To help protect against COVID-19, DHEC encourages everyone to wear a mask covering whenever in public. When wearing a mask, South Carolinians should:
- Make sure you can breathe through it
- Wear it whenever going out in public
- Make sure it covers your nose and mouth
- Wash your hands before taking it on or off
- Wash after using
You should not:
- Use on children under age 2
- Touch the front of the mask
- Use surgical masks needed by healthcare workers
DHEC says homemade masks can reduce the chance of people spreading the virus and keep them from touching their face. They are recommended to be worn in places where social distancing is difficult -- grocery stores, pharmacies, etc...
People who have the virus but aren’t showing symptoms can reduce their chance of spreading the virus by wearing a mask, so everyone is recommended to wear one.
Individuals with signs of illness are asked to stay at home and not attend public gatherings.
The Centers for Disease Control and Prevention (CDC) said the novel coronavirus, or COVID-19, is spread mainly from person-to-person by those in close contact, or through coughing and sneezing by someone who’s infected.
Symptoms of the coronavirus can show up between two and 14 days of exposure, health officials say. Symptoms include fever, cough, and shortness of breath.
For most people, COVID-19 causes only mild or moderate symptoms, such as fever and cough. But some severe cases can lead to death.
Most people can recover from the virus at home using over-the-counter medications to treat their symptoms.
Some people who have the virus don’t show any symptoms, but they can still spread it to others. The CDC estimates that up to 35% of all cases are asymptomatic.
Those who are at the highest risk of developing a severe case of COVID-19 are the elderly and those who are already being treated for chronic medical diseases.
The CDC says about 3% of people who show symptoms of the virus need to be hospitalized, but that percentage is doubled for seniors.
Young people who contract the virus are not likely to have a serious case, research shows. However, the CDC said about 40% of people who needed to be hospitalized due to the coronavirus are between the ages of 18 and 64.
Those who are hospitalized with serious cases of COVID-19 have trouble breathing, and many need support from ventilators, which breathe for them. The U.S. is working to produce more of the machines to prepare, but experts fear a shortage of life-saving devices.
Children are the least likely to develop COVID-19. However, a serious but rare inflammatory condition in children has been linked with the coronavirus. Click or tap here to read more about that.

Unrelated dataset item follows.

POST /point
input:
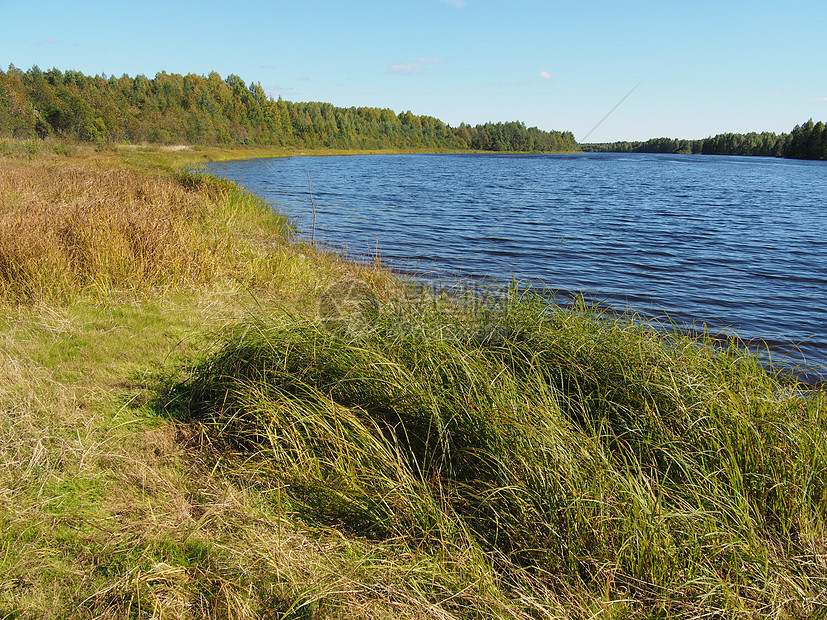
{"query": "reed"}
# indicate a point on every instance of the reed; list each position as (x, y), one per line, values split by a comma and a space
(575, 455)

The mortality rate for people with the virus was first widely reported around 2 to 3%, but health experts noted at the time that the actual percentage was not that high, as not all cases are diagnosed or reported.
As of mid-May, the CDC estimates about 0.4% of people who get COVID-19 will die from it.
The rate is higher than the flu, which kills on average about 0.1% of people who get it, based on a 10-year average of data from the CDC.
Anyone with concerns about their health, or who believes they are showing symptoms such as fever, cough, or shortness of breath, should call their health care provider. Avoid going to the doctor or an emergency room unless the situation is life-threatening.
People without a doctor can take advantage of free online screening from Prisma Health and the Medical University of South Carolina (MUSC).
MUSC has an online platform to aid with coronavirus diagnosis and care. Go to musc.care and access the COVID-19 platform. The service is free with code: COVID19.
Prisma Health also has a free virtual visit, which allows patients to video conference with a doctor instead of coming into a facility. The goal is to keep patients who don’t need to be treated at a hospital at home. Go to prismahealth.org/virtual-visit and use promo code COVID19 for a free virtual visit.